Contemplating The Navel: Meditating

Omphaloskepsis

Omphaloskepsis is a word you won't find in all dictionaries. It refers to the practice of meditating while contemplating one's navel. I would venture to say there aren't many omphaloskeptics where I am in St. Tammany parish, unless of course there's some subculture I'm not aware of.

What is it about the navel that intrigues us? Barbara Eden couldn't show hers. Belly dancers adorn theirs. Shirley McClain chains herself to out-of-body experiences from hers, or so she says. (Earth to Shirley, Earth to Shirley...) Bikinis expose them, rings pierce them, and lint collects in them. So why on Earth would I write about belly buttons in the first place? Is it because I ran out of every other conceivable medical subject there is to write about? Not to worry. There's an endless array of bumps, protuberances, pits, and orifices on the human body to keep me well stocked for years.

An immediate consideration for me in justifying today's subject is that doctors use them surgically to place their laparoscopes. Also, the exciting new research in using cord blood as a source of stem cells for cancer patients hints at a brave new world in transplants. But that's where my own omphaloskepsis would stop had I not had children who asked me about their own navels.

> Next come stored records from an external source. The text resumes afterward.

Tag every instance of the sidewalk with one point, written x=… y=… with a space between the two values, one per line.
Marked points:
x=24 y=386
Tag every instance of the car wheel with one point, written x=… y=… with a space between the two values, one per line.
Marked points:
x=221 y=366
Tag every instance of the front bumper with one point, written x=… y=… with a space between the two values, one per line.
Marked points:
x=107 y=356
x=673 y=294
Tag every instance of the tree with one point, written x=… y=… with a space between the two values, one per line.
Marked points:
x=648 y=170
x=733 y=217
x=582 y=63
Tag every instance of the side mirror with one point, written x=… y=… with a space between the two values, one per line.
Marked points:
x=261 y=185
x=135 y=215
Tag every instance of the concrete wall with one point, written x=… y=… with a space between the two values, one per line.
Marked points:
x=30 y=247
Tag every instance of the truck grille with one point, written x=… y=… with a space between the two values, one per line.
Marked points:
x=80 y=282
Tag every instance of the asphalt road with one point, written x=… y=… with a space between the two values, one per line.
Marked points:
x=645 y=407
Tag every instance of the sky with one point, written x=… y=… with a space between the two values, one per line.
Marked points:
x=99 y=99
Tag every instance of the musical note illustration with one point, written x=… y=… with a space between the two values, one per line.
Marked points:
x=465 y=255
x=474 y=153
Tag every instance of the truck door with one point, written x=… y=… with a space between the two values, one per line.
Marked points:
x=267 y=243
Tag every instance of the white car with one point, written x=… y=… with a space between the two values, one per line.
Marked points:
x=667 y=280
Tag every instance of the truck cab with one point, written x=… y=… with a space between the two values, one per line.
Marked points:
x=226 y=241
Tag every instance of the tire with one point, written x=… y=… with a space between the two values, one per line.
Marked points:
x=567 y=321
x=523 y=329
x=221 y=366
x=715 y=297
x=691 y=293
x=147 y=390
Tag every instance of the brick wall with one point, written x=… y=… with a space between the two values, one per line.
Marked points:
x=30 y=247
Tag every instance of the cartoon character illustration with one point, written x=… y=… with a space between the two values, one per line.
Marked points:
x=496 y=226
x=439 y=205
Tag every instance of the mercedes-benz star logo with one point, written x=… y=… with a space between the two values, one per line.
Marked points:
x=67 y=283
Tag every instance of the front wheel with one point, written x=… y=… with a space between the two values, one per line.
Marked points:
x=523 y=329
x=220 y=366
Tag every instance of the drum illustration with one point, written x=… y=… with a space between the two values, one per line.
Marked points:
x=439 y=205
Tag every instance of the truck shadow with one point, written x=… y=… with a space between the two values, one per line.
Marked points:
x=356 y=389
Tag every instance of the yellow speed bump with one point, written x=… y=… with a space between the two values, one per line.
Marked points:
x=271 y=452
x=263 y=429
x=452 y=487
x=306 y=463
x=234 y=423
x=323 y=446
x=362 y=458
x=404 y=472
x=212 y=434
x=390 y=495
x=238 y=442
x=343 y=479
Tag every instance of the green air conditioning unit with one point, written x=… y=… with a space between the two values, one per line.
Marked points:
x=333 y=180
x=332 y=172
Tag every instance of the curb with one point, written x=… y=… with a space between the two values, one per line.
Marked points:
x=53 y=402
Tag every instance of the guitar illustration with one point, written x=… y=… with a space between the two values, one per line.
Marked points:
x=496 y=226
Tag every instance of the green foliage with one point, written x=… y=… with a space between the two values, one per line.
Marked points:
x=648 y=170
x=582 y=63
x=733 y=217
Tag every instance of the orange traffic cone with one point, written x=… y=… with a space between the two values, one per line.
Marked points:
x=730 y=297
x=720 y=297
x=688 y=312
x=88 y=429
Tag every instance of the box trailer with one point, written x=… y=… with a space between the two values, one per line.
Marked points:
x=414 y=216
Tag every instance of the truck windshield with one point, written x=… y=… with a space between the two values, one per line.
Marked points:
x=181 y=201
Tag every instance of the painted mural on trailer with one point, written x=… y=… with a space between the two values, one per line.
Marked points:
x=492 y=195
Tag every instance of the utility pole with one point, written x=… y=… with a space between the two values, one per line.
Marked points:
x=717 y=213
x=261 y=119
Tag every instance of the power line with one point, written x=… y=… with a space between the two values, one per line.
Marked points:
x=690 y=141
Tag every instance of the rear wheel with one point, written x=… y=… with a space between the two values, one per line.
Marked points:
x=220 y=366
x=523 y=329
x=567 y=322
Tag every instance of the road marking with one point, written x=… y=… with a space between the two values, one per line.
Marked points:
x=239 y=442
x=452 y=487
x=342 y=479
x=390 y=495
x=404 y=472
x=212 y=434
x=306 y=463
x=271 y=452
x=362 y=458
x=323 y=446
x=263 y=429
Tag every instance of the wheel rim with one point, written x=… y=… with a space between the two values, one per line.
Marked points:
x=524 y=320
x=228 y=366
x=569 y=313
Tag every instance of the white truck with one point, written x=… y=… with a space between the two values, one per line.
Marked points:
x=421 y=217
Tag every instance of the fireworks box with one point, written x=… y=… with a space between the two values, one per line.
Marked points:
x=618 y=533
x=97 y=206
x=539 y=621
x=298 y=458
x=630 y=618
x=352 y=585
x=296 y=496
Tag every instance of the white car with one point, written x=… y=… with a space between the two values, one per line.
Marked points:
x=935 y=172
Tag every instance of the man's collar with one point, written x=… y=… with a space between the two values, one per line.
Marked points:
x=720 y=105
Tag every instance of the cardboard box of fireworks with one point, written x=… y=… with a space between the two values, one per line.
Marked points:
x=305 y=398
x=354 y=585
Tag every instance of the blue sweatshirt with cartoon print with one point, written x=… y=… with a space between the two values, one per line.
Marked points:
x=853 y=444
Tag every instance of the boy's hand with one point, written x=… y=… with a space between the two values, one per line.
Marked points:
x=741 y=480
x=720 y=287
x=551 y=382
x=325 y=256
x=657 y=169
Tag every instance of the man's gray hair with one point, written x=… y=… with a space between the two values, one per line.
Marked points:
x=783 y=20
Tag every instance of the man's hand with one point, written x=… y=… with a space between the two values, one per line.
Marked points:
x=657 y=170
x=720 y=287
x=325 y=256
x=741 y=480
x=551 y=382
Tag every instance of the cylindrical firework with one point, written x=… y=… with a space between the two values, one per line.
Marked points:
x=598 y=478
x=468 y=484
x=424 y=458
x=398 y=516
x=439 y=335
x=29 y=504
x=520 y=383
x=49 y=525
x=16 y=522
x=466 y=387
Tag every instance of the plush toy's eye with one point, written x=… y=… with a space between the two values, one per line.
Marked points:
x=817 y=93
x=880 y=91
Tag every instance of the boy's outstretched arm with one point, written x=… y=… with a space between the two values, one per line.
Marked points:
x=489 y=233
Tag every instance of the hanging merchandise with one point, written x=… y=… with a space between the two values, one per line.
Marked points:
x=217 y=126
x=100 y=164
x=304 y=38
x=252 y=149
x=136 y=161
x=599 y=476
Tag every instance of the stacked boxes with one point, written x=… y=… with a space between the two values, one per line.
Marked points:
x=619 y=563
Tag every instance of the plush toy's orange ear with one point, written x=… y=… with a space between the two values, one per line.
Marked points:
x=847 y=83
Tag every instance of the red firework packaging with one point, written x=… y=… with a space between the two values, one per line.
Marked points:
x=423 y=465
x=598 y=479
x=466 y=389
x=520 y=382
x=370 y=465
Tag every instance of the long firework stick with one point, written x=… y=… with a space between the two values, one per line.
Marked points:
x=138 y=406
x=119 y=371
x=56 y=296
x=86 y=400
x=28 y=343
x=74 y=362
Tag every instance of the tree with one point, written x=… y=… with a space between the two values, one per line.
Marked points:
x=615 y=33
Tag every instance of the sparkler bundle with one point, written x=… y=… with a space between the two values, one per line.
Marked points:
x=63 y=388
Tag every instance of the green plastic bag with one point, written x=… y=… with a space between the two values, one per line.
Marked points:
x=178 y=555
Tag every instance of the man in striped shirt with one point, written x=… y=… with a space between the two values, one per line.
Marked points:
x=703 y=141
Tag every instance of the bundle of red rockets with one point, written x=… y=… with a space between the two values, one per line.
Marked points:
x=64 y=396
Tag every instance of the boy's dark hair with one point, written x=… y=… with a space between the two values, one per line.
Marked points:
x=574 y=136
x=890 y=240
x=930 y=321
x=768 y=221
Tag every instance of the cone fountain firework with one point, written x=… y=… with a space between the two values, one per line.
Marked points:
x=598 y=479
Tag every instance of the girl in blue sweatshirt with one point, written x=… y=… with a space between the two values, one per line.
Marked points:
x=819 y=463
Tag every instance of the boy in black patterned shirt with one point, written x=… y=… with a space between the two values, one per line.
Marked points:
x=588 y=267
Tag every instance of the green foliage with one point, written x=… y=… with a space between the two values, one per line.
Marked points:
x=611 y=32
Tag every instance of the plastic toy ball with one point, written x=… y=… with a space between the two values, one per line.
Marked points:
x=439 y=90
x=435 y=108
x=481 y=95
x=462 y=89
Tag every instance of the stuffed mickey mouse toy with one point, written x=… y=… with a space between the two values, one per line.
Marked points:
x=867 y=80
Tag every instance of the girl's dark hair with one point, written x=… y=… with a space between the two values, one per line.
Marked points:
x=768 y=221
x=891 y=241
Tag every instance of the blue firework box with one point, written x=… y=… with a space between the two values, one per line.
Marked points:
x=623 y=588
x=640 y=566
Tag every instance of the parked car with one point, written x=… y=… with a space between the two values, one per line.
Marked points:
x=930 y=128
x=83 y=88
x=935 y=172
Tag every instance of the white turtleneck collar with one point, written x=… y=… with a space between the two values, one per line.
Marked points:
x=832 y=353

A child's questions are extremely important on many levels, because besides simply requesting information, a child goes right for the heart of the matter. This often stimulates us to look at things in ways other than just the practical. Within every child's questions are inquiries into philosophies as well. A child seeks to get at the center of an issue. Not just What is a navel? but Why is there a navel? We are a centrophilic species. Throughout history we have sought the centers of everything. The ancient geocentric scientists saw our world as the center of the universe. Then the heliocentrics correctly saw the sun as the center of our solar system, and many were persecuted for their theories. We are comfortable with centers. Even our two eyes, spaced well enough apart on our faces to give us true stereoscopic vision, align the two fields to create a central point for our gaze. We walk and run and somersault using our centers of gravity. And our center-seeking ways in some fashion emphasize the navel.

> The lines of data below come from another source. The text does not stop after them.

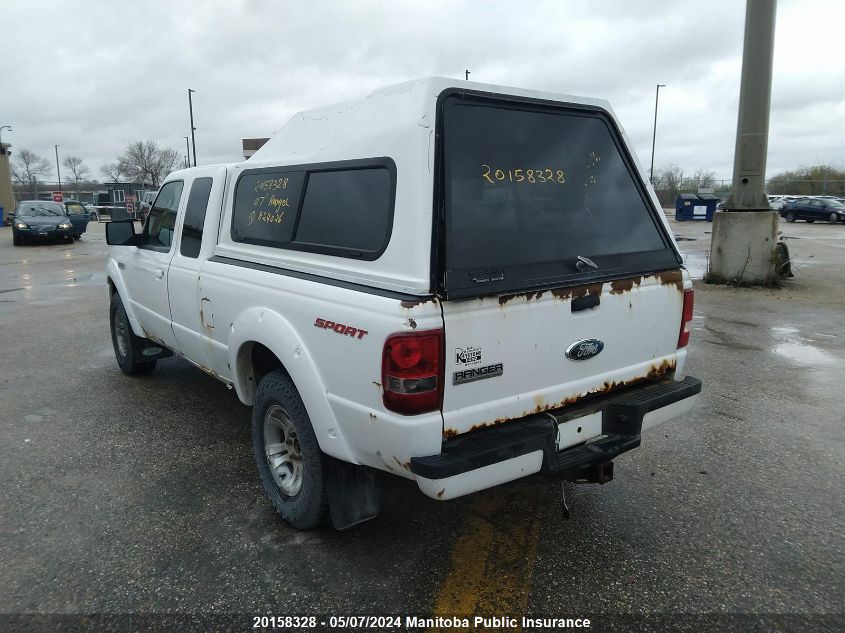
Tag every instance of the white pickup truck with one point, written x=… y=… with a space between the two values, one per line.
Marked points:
x=458 y=283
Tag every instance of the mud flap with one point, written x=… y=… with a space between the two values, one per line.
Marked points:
x=149 y=350
x=353 y=493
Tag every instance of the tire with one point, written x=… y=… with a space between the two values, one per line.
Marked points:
x=127 y=346
x=289 y=460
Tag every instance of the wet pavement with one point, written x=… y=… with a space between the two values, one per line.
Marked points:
x=140 y=494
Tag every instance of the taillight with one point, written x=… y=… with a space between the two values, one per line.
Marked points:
x=686 y=319
x=412 y=372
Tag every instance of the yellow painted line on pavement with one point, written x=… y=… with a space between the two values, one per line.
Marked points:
x=492 y=563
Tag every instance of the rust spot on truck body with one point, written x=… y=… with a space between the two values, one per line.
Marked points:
x=577 y=292
x=672 y=277
x=621 y=286
x=655 y=372
x=416 y=302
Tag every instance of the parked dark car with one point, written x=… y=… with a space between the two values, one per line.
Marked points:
x=39 y=220
x=812 y=209
x=79 y=216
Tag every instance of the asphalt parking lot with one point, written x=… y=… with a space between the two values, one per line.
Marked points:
x=140 y=494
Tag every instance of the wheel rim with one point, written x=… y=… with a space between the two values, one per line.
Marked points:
x=283 y=451
x=121 y=333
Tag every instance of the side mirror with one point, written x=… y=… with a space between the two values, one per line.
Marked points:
x=122 y=233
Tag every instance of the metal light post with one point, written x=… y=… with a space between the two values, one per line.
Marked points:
x=654 y=133
x=187 y=152
x=58 y=173
x=193 y=129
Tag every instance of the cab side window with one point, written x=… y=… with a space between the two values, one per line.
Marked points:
x=158 y=230
x=195 y=217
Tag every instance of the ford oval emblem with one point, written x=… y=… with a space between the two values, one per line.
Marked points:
x=585 y=349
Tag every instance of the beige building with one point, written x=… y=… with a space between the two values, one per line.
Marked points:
x=7 y=198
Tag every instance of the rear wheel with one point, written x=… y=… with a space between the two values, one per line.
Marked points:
x=127 y=346
x=290 y=463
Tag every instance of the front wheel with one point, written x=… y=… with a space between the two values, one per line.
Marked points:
x=127 y=346
x=290 y=463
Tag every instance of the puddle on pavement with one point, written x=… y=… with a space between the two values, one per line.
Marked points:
x=801 y=351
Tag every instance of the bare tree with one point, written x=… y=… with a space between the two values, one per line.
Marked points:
x=701 y=179
x=146 y=162
x=28 y=167
x=78 y=170
x=671 y=179
x=112 y=170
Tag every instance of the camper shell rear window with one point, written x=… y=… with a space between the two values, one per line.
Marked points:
x=529 y=187
x=342 y=208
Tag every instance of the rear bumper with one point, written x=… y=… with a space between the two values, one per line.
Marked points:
x=503 y=453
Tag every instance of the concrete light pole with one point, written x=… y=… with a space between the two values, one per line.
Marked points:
x=7 y=197
x=187 y=152
x=654 y=134
x=742 y=249
x=58 y=173
x=193 y=129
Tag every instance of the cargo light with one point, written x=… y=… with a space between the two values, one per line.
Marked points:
x=686 y=319
x=412 y=372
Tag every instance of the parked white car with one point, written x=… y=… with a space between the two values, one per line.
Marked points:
x=457 y=283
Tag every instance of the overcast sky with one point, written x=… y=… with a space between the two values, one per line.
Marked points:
x=92 y=76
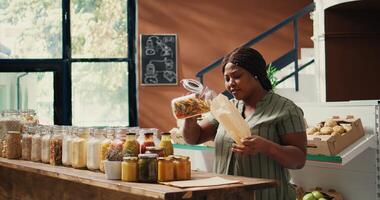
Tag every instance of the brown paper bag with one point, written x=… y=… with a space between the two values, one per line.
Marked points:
x=229 y=117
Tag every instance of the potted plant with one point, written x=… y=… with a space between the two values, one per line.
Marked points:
x=112 y=166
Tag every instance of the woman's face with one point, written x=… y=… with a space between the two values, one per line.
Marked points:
x=239 y=82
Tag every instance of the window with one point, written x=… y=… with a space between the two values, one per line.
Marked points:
x=71 y=60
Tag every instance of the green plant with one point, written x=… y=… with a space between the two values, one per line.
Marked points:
x=271 y=70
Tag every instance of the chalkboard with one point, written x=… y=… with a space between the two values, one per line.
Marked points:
x=158 y=59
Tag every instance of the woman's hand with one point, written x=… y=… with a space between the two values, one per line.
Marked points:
x=252 y=145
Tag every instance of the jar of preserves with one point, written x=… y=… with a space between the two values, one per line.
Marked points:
x=94 y=149
x=147 y=168
x=45 y=144
x=148 y=141
x=110 y=133
x=129 y=169
x=156 y=150
x=55 y=145
x=26 y=143
x=36 y=144
x=165 y=169
x=13 y=147
x=166 y=144
x=67 y=146
x=182 y=168
x=131 y=147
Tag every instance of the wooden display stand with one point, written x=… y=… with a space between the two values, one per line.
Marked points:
x=29 y=180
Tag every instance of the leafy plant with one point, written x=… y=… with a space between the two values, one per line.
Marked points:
x=271 y=70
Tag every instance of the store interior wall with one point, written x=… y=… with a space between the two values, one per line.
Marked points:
x=207 y=30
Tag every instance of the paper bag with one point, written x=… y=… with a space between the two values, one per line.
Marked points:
x=229 y=117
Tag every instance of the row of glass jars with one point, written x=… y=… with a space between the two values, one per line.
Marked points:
x=151 y=168
x=79 y=147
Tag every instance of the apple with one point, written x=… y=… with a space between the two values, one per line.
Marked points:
x=317 y=194
x=309 y=196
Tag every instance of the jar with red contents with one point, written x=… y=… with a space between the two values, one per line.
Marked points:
x=148 y=141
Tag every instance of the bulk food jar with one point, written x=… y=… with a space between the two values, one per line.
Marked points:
x=195 y=103
x=26 y=143
x=45 y=145
x=79 y=149
x=36 y=144
x=67 y=146
x=94 y=149
x=55 y=145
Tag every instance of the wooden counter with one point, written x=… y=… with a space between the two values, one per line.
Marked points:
x=29 y=180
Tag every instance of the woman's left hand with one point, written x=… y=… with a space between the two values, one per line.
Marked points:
x=252 y=145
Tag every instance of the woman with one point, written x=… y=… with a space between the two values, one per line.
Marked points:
x=278 y=138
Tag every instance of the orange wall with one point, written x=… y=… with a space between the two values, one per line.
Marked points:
x=207 y=30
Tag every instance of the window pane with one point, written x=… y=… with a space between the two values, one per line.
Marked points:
x=21 y=91
x=99 y=28
x=30 y=29
x=100 y=94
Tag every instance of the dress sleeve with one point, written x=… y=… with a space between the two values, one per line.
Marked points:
x=291 y=121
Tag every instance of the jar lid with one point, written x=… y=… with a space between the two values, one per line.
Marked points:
x=192 y=85
x=131 y=158
x=148 y=155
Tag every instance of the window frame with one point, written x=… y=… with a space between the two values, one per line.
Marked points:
x=62 y=67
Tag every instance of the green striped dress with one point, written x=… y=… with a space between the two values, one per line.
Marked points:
x=274 y=116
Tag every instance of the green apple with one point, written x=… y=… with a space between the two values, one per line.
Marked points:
x=317 y=194
x=309 y=196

The Belly Button's Makeup: Umbilical

The Bible's Adam and Eve were missing two things we all have--Original Sin and belly buttons. The navel is nothing more than a scar, after all. But what was there before this skin scarred over makes our whole existence possible. Through this portal both life and nurturing flowed from our mothers. Two arteries and a vein exchanged nutrients and oxygen for us during the pregnancies that safely delivered us into the air-breathing world. The cutting of the cord at birth is more than symbolic, for it challenges us to survive within our own machinery. The stump that remains withers, until we're left with what seems like the body's only joke--the belly button.

The fascia is a tough fibrous tissue that is the main supporting layer of the abdomen. It's really the thing that holds our organs inside. The carnivores among us will encounter fascia as grizzle on steaks. A weakening of this layer is a hernia, which emphasizes its importance. During our development in the womb, there's a separation in the fascia at the navel, for the umbilical vessels need a way out and in while the umbilical cord's in operation. After birth when the navel remains, there is a small hole left which is technically a hernia as well. It is a point of weakness in our bellies we all are aware of. Whether we realize it or not.

Of course, unless you're an omphaloskeptic, you probably haven't ever stopped to contemplate it. (Wake up and smell the lint!) Consider this: We're comfortable braving the elements of this world with these shells we occupy. We can throw our back to an onslaught, we can stiffen our abdominal muscles and invite your best shot, but just don't poke your finger in our navels as hard as you can. That would hurt bad. Somewhere, somehow, deep in the recesses of our brains lies a vague sense of physical vulnerability, and the navel is one of the places that is connected to that area. We are all able to close our eyes and with pin-point precision bring our index fingers straight to our navels. Why?

The navel, the belly button, the umbilicus--all are words that describe a center of our physical bodies. An answer to my children about it involves the medical descriptions of how the arteries and vein in the umbilical cord flow this way and that, and then at birth when we become air breathing, lung-inflated beings, the flow alters, the portal there shutting down, the heart adjusting to a different type of circulation, and we're on our own. But this answer is incomplete, because we really do have a center.

We were all connected to our mothers, and they to their mothers, and so on all the way back. We are all wired. We are all "on line," with our connections intact to the first people. The lines drawn on paper that make up a family tree can easily be envisioned as cords of life, all inserting into navels down the page. The field of genealogy is learning the way to untangle and draw umbilical cords. Looked at that way, there's a certain beauty to a navel, whether it's an innee or an outee, as we are tethered snugly to our species. But I still don't know why Barbara Eden couldn't show hers.